Hiccup woke early. The sunlight barely glowed through the curtains, a gray-blue, signaling that dawn had not yet completely broken. He didn't move at first. It felt as though he'd been sleeping too much, and yet not enough. He blinked a few times, making sure that it was indeed his room he woke up in – it was – and slowly got out of bed. He meandered down to the coffee pot.

Fishlegs snored lightly in the guest room.

Hiccup fixed the pot and hit the 'brew' button; he poured the leftover coffee in a clean mug and warmed it in the microwave. Standing beside the microwave, waiting for the minute to pass, he stared out the kitchen window over the sink. The world slowly came to life as the sun inched closer and closer to his side of the world, warming the dew and the stars.

To think, Astrid might have stared at the same view over one hundred and fifty years ago. Or…Hiccup quickly did the math in his head…one hundred and thirty-six years. Still, something in his gut told him the view hadn't changed hardly at all.

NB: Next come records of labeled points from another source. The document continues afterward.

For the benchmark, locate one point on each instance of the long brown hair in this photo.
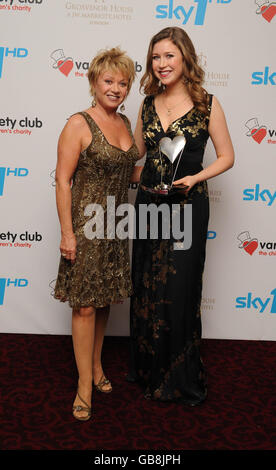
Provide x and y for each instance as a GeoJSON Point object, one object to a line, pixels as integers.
{"type": "Point", "coordinates": [193, 74]}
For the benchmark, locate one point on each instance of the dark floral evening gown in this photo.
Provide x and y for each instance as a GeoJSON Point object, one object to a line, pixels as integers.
{"type": "Point", "coordinates": [165, 318]}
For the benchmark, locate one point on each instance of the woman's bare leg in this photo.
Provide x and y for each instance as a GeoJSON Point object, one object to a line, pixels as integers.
{"type": "Point", "coordinates": [102, 315]}
{"type": "Point", "coordinates": [83, 334]}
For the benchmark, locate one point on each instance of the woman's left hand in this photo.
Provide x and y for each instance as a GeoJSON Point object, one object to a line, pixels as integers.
{"type": "Point", "coordinates": [188, 181]}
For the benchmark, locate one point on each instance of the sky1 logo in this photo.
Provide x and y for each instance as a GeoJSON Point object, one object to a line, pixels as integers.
{"type": "Point", "coordinates": [171, 11]}
{"type": "Point", "coordinates": [249, 301]}
{"type": "Point", "coordinates": [7, 282]}
{"type": "Point", "coordinates": [16, 52]}
{"type": "Point", "coordinates": [254, 194]}
{"type": "Point", "coordinates": [10, 172]}
{"type": "Point", "coordinates": [264, 78]}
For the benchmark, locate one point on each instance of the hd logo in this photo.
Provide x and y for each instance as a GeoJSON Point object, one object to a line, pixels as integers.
{"type": "Point", "coordinates": [16, 52]}
{"type": "Point", "coordinates": [7, 283]}
{"type": "Point", "coordinates": [10, 172]}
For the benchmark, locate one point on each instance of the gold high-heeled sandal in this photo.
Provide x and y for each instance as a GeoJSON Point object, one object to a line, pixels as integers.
{"type": "Point", "coordinates": [103, 381]}
{"type": "Point", "coordinates": [86, 408]}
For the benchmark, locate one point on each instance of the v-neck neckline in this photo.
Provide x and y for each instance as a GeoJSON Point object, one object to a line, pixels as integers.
{"type": "Point", "coordinates": [111, 145]}
{"type": "Point", "coordinates": [165, 131]}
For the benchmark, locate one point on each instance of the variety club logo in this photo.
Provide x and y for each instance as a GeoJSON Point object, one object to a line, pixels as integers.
{"type": "Point", "coordinates": [259, 133]}
{"type": "Point", "coordinates": [6, 283]}
{"type": "Point", "coordinates": [266, 9]}
{"type": "Point", "coordinates": [19, 240]}
{"type": "Point", "coordinates": [251, 245]}
{"type": "Point", "coordinates": [12, 5]}
{"type": "Point", "coordinates": [9, 125]}
{"type": "Point", "coordinates": [266, 77]}
{"type": "Point", "coordinates": [8, 53]}
{"type": "Point", "coordinates": [7, 171]}
{"type": "Point", "coordinates": [261, 304]}
{"type": "Point", "coordinates": [258, 194]}
{"type": "Point", "coordinates": [193, 9]}
{"type": "Point", "coordinates": [65, 65]}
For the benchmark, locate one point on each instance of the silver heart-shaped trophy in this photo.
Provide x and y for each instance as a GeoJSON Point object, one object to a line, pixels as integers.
{"type": "Point", "coordinates": [171, 148]}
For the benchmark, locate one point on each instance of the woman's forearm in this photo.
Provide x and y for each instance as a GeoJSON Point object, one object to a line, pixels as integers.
{"type": "Point", "coordinates": [136, 174]}
{"type": "Point", "coordinates": [64, 207]}
{"type": "Point", "coordinates": [220, 165]}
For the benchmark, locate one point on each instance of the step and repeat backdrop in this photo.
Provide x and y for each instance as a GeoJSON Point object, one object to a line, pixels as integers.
{"type": "Point", "coordinates": [45, 50]}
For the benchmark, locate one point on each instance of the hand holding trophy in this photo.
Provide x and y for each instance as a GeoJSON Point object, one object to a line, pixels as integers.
{"type": "Point", "coordinates": [171, 149]}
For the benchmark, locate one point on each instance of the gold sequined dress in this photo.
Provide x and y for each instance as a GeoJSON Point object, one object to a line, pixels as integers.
{"type": "Point", "coordinates": [165, 318]}
{"type": "Point", "coordinates": [100, 275]}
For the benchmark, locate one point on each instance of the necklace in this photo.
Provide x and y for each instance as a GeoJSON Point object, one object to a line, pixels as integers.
{"type": "Point", "coordinates": [171, 108]}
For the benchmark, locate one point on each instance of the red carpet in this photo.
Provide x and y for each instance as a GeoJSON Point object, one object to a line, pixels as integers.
{"type": "Point", "coordinates": [38, 381]}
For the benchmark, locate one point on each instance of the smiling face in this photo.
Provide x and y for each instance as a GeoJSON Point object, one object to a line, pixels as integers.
{"type": "Point", "coordinates": [167, 62]}
{"type": "Point", "coordinates": [111, 89]}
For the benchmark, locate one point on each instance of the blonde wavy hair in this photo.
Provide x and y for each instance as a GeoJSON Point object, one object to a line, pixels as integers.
{"type": "Point", "coordinates": [193, 74]}
{"type": "Point", "coordinates": [115, 60]}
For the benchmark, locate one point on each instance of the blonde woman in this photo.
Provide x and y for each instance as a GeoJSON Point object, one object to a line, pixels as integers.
{"type": "Point", "coordinates": [167, 273]}
{"type": "Point", "coordinates": [97, 154]}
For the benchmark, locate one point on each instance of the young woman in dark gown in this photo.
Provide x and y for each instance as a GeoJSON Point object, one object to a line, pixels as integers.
{"type": "Point", "coordinates": [165, 319]}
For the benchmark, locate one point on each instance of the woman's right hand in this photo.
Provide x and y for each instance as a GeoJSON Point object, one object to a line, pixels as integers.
{"type": "Point", "coordinates": [68, 247]}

What would it be like to be trapped in a house for so long? Each day passing without company, without friends or family, without anyone that could see or talk to you; Hiccup considered himself introverted and he prioritized his private time, but he needed to talk to other people now and again, in person, not online and impersonally. And Astrid hadn't been able to talk to anyone since her death. How terrible. It dropped a rock into his stomach to think about.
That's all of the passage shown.